Three Dickys. Fred carried this and everyone else involved had the good sense to get out of the way.
"Every single time I come you niggas know I gotta do it," Busta Rhymes admits immediately. There are worse fates than making self-caricature money, of course, and Busta has always done it admirably. His chopping itself is losing precision, but his flow is still some nimble, inventive shit.
More British than Jamaican, more brand than rapper, Mr. Rhymes transcends critique, at this point. He is Snoop Dogg echelon unfuckwithable. Onward.
The biggest takeaway from "East Coast Remix" is the fact Dave East spit one of the best verses of his career on this.
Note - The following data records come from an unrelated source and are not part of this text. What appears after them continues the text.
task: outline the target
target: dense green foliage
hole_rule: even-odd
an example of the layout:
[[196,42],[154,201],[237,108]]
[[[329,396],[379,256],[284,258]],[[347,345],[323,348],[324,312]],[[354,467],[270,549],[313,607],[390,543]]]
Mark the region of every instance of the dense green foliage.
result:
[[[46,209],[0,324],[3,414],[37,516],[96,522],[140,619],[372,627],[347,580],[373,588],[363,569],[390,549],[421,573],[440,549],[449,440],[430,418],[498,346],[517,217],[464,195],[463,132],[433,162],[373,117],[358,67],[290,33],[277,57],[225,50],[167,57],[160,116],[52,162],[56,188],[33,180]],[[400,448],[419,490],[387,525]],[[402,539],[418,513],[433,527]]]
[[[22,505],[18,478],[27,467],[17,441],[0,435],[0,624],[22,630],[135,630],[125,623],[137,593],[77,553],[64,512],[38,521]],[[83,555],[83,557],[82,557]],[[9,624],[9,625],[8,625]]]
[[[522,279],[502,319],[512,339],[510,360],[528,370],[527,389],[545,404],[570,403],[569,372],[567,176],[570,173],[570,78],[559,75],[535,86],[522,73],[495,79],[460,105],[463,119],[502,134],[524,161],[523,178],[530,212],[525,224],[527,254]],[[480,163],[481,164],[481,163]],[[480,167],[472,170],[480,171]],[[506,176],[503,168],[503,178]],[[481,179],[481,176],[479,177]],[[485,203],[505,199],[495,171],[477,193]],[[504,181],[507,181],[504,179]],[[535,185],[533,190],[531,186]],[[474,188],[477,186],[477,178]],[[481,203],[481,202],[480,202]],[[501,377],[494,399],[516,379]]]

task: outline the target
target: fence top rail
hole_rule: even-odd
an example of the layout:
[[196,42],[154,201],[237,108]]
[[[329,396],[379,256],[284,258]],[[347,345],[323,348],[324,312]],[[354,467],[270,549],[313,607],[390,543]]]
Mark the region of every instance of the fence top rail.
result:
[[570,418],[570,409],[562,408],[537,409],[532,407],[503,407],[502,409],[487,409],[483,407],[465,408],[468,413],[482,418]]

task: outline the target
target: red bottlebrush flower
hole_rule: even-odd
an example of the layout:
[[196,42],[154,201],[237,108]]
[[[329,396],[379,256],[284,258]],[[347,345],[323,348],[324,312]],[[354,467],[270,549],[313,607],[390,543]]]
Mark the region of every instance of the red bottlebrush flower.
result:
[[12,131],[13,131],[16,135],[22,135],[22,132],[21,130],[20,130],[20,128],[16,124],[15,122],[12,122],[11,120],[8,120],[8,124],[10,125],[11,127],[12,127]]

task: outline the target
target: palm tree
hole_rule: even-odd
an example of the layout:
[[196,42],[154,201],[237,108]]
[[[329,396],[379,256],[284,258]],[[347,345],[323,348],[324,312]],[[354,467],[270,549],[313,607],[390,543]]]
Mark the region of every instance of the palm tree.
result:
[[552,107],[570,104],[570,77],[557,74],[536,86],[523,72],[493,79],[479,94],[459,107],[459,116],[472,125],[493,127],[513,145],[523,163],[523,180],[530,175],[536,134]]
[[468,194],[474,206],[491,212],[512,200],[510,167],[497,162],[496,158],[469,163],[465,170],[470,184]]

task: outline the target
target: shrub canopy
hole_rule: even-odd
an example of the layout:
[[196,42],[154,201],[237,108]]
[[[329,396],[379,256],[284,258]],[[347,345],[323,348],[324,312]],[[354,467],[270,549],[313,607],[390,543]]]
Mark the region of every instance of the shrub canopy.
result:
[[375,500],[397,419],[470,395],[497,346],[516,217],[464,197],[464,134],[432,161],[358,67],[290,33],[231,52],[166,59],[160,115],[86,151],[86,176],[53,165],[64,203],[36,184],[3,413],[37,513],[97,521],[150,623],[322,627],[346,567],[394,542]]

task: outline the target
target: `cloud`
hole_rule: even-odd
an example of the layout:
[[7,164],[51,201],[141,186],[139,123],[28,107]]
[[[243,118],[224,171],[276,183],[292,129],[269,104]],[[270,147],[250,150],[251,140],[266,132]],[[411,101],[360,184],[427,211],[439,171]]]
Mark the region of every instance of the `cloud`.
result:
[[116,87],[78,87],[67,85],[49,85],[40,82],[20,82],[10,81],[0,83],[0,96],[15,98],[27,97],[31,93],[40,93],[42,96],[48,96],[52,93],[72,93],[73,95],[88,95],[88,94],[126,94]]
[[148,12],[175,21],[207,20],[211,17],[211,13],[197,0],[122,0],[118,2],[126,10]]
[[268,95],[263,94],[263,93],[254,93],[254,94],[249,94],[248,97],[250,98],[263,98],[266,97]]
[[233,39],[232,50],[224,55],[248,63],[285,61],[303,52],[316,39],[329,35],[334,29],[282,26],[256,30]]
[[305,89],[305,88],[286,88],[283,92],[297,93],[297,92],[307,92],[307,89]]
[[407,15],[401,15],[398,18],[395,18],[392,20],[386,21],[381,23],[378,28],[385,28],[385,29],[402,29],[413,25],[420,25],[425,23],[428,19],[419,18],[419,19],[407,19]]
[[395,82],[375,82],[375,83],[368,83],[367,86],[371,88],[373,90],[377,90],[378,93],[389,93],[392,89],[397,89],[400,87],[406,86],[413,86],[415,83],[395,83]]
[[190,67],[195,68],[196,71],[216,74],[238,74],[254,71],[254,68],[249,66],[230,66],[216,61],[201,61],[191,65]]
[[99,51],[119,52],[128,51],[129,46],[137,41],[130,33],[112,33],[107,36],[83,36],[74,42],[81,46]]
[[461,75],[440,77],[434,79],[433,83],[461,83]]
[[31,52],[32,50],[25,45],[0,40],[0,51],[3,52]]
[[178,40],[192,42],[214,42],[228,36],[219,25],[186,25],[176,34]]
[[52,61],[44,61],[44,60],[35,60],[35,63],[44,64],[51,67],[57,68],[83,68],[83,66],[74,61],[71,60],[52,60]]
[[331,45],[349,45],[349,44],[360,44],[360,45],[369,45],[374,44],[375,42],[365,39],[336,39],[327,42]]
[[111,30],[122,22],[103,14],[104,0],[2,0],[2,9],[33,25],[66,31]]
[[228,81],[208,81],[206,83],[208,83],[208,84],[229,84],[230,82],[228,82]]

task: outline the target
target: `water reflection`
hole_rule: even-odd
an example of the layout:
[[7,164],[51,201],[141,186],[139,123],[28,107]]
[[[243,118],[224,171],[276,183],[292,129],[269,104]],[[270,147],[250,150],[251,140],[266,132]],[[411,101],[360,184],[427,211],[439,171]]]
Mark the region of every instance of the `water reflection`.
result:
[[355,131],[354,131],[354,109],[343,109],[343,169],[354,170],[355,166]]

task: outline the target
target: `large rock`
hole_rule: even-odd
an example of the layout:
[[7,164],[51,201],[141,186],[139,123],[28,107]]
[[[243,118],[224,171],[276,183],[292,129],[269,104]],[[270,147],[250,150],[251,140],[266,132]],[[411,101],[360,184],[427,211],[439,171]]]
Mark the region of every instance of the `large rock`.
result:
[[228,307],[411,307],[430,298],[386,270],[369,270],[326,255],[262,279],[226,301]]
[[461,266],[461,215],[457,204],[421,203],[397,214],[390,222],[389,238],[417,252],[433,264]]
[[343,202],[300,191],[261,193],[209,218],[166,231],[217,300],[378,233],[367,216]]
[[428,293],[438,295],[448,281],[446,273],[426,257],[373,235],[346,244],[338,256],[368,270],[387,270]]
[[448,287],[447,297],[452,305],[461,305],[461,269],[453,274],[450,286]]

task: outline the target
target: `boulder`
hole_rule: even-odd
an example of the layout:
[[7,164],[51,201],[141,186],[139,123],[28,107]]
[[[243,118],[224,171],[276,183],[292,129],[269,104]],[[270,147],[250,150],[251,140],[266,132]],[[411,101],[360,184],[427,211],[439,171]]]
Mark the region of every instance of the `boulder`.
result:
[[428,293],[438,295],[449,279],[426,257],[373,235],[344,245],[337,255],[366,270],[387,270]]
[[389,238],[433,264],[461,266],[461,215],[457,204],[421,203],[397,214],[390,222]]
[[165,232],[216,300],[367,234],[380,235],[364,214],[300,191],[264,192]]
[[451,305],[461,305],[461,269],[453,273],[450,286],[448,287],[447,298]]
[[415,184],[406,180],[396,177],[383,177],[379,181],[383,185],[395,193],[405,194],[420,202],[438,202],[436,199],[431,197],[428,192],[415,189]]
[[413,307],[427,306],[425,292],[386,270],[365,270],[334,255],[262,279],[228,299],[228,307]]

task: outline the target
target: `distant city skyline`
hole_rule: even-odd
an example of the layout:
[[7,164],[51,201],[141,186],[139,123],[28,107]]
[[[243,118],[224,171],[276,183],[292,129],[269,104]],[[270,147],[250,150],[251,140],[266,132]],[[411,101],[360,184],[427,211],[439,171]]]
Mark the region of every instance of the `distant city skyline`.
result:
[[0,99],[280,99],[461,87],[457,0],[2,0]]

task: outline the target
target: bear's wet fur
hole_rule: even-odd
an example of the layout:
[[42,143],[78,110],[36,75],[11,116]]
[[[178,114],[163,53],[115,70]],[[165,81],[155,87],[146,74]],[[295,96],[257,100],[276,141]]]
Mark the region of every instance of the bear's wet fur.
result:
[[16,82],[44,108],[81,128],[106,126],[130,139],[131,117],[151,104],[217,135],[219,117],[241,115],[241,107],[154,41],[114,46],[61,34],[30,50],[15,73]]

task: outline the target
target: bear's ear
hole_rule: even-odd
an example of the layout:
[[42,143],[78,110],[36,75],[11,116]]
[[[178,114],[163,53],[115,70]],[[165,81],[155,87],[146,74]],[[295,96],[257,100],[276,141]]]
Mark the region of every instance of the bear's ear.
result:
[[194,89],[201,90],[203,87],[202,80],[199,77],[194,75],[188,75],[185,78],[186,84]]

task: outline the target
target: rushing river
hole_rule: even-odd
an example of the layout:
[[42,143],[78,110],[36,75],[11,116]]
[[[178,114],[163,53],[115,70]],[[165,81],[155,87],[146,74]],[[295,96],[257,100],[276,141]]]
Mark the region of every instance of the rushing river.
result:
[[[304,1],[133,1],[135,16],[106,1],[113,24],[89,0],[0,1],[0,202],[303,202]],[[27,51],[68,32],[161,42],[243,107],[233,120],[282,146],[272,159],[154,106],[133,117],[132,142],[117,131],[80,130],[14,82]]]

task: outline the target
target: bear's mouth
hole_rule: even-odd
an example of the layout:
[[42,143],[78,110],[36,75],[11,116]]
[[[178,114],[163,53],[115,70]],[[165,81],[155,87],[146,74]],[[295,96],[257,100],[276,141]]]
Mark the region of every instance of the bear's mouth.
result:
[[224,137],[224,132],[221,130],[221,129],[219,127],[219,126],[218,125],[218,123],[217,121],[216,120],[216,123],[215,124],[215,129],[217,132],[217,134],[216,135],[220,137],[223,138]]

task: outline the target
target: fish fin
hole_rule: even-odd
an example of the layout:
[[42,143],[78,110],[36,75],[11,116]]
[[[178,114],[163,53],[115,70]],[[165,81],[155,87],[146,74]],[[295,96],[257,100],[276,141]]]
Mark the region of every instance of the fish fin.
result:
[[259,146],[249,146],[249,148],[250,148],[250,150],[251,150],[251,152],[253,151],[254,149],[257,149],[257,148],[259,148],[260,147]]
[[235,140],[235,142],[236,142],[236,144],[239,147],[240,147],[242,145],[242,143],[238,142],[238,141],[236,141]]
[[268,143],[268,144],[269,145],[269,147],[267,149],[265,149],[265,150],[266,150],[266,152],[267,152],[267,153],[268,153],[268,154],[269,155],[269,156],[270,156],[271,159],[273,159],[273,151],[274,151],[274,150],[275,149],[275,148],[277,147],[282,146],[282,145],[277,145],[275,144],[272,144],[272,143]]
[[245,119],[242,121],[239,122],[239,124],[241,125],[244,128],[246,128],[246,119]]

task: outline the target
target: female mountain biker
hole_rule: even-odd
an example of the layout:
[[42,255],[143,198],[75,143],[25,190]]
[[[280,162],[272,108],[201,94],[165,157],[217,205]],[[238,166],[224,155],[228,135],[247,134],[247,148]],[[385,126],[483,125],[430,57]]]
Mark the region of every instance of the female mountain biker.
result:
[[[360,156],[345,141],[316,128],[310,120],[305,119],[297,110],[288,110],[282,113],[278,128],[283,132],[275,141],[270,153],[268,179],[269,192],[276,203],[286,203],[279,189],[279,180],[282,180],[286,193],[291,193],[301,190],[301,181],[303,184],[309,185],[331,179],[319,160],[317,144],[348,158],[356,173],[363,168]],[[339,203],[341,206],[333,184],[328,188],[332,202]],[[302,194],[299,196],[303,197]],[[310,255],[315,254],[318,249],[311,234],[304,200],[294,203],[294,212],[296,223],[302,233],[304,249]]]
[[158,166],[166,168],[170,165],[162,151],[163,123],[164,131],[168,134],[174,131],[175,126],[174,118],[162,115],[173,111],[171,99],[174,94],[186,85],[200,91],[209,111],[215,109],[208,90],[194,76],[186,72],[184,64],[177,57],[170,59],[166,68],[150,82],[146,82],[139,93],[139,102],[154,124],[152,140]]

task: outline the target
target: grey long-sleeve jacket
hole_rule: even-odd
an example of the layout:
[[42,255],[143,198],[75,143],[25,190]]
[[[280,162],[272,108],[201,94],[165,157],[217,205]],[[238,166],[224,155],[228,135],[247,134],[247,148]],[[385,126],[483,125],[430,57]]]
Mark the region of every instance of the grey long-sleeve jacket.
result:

In the past, we have been firm and fair about his professional-grade mediocrity. Based on what he did here, though, I'm going to check his new project out now. That's unusual.
A$AP Rocky, as ever, delivers the goods on sheer flow patterns and energy. To come after that and show him up is an achievement. That said, to do all that on a track you have to share with French Montana ... must be pretty depressing. Puffy 2.0 is a consistent letdown, but also a reliable clown who can be endearing through sheer excess. This is one of those moments.
Rick Ross. This fucking guy. Despite being a photocopy of a fabricated persona, he's still one of the realest rappers out -- a fat sweaty creep who jokes about date rape and celebrates consumer nihilism better than anyone except Cardi B & Kanye West. The Trump administration will definitely gift this tubby toucher with a lucrative second act. This is America, after all.
Naturally enough, they wrap this joint up with Snoop Dogg. Everything about it is baffling - the cheap phone camera take juxtaposed against the fact Snoop actually brought some bars to the table for this one. I can't explain it either.
Overall, this was a pure slice of our current dystopia: the highs and lows, baby. Three Dickys. Well done.